Tarcísio queimou-se mais do que Flávio. Antecipou-se ao anúncio da confissão gravada por Bolsonaro sobre os danos causados à tornozeleira e saiu mais uma vez em defesa do seu ex-chefe, no passado companheiro de farda. A um filho, tudo é permitido para salvar o pai, a um político sem grau de parentesco com outro, não.
Mas a promessa não trai amor nem admiração por Bolsonaro, algo que nunca sentiram. Trai o desejo de cada um de herdar os votos do fundador da direita no Brasil. Se ela, hoje, orgulhosa, se assume como tal, deve isso a Bolsonaro e aos militares que viram nele a oportunidade de voltar ao poder sem disparar tiros.
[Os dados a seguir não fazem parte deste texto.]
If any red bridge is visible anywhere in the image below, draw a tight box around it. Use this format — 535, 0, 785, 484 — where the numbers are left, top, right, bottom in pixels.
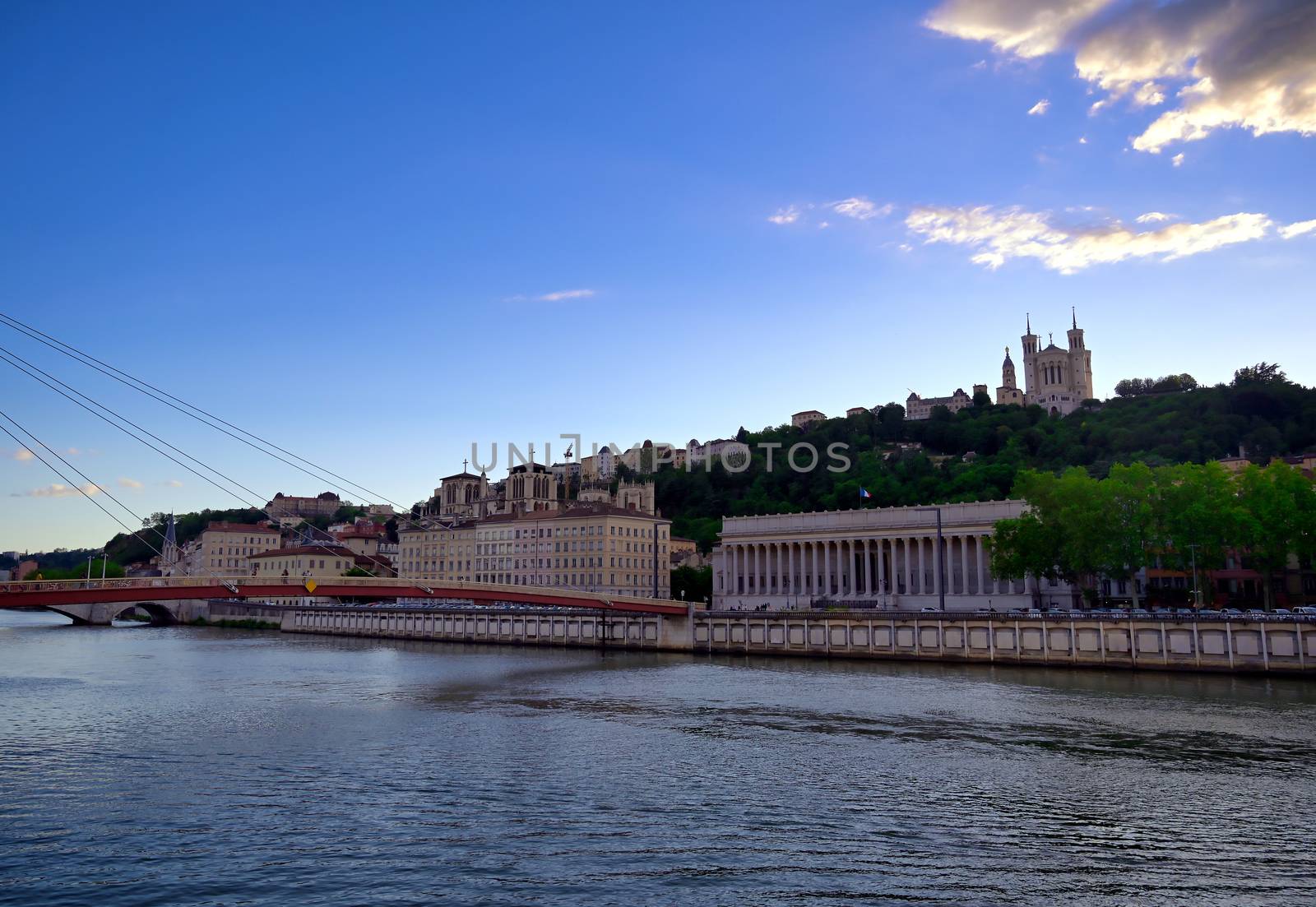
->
0, 576, 686, 624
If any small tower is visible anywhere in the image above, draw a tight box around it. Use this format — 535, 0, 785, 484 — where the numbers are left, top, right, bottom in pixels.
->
160, 513, 179, 576
1066, 307, 1094, 400
1020, 313, 1040, 397
996, 346, 1024, 405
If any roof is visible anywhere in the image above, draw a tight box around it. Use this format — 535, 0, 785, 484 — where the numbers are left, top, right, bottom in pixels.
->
476, 502, 671, 525
202, 521, 279, 536
248, 545, 357, 561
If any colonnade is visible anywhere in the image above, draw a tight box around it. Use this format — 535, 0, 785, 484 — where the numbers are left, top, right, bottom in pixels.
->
719, 533, 1024, 599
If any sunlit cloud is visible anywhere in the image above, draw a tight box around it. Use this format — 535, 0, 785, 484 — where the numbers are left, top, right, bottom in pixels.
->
906, 206, 1272, 274
1279, 220, 1316, 239
925, 0, 1316, 151
507, 289, 595, 303
11, 482, 100, 497
827, 195, 893, 220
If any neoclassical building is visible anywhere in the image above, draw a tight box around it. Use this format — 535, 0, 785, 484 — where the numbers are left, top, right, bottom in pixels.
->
713, 500, 1071, 611
996, 312, 1094, 416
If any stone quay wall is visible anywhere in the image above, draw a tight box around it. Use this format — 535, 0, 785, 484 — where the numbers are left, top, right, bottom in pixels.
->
225, 605, 1316, 674
693, 611, 1316, 674
281, 607, 691, 651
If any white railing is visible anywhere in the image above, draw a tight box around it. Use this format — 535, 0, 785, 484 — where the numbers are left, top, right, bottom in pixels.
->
0, 576, 675, 605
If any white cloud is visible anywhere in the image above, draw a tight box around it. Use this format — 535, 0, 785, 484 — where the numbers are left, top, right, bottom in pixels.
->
906, 206, 1272, 274
925, 0, 1316, 153
1279, 220, 1316, 239
924, 0, 1110, 59
505, 289, 595, 303
540, 289, 594, 303
827, 195, 893, 220
11, 482, 100, 497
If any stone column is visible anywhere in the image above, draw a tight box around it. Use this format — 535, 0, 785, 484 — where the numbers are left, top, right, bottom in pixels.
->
849, 539, 860, 596
974, 536, 987, 595
904, 536, 913, 595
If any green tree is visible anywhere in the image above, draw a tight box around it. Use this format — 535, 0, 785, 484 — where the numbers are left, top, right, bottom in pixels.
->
1237, 464, 1316, 609
671, 566, 713, 602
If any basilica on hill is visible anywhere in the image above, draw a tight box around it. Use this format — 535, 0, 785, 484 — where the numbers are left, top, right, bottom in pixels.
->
996, 313, 1092, 416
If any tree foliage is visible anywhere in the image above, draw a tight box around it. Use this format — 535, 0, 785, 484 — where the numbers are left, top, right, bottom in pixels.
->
991, 462, 1316, 604
656, 379, 1316, 552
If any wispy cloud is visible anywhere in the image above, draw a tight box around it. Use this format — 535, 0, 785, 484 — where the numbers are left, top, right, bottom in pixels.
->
507, 289, 595, 303
906, 206, 1274, 274
1279, 220, 1316, 239
9, 482, 100, 497
925, 0, 1316, 154
827, 195, 895, 220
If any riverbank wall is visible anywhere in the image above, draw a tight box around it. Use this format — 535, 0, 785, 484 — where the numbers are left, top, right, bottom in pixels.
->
253, 605, 1316, 674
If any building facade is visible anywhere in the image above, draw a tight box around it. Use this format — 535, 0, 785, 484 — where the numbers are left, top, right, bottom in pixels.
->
399, 503, 671, 598
713, 500, 1071, 611
906, 384, 987, 419
191, 523, 280, 576
996, 313, 1095, 416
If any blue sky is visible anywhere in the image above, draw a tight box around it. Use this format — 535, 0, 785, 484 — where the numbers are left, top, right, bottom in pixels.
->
0, 0, 1316, 550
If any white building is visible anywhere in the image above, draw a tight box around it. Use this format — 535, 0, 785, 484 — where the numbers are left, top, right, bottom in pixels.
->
713, 500, 1071, 611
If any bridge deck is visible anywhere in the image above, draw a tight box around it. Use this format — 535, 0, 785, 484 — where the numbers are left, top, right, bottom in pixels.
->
0, 576, 686, 615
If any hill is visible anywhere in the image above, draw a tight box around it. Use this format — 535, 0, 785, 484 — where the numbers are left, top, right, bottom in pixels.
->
654, 370, 1316, 550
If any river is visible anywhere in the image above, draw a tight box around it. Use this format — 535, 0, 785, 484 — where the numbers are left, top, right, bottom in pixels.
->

A esquerda saliva de felicidade com o comportamento submisso da direita a Bolsonaro que agora se renova. É uma munição forte para ser usada durante a campanha. Não importa que a direita planeje descolar-se de Bolsonaro e dos seus filhos tão logo o ex-presidente vá para a Papuda ou qualquer outro lugar.
O adesivo de bolsonarista roxo será aplicado com estardalhaço na testa de todos os seus representantes. Tarcísio está cansado de saber. Por amor ao pai, Flávio está disposto a ir para o sacrifício.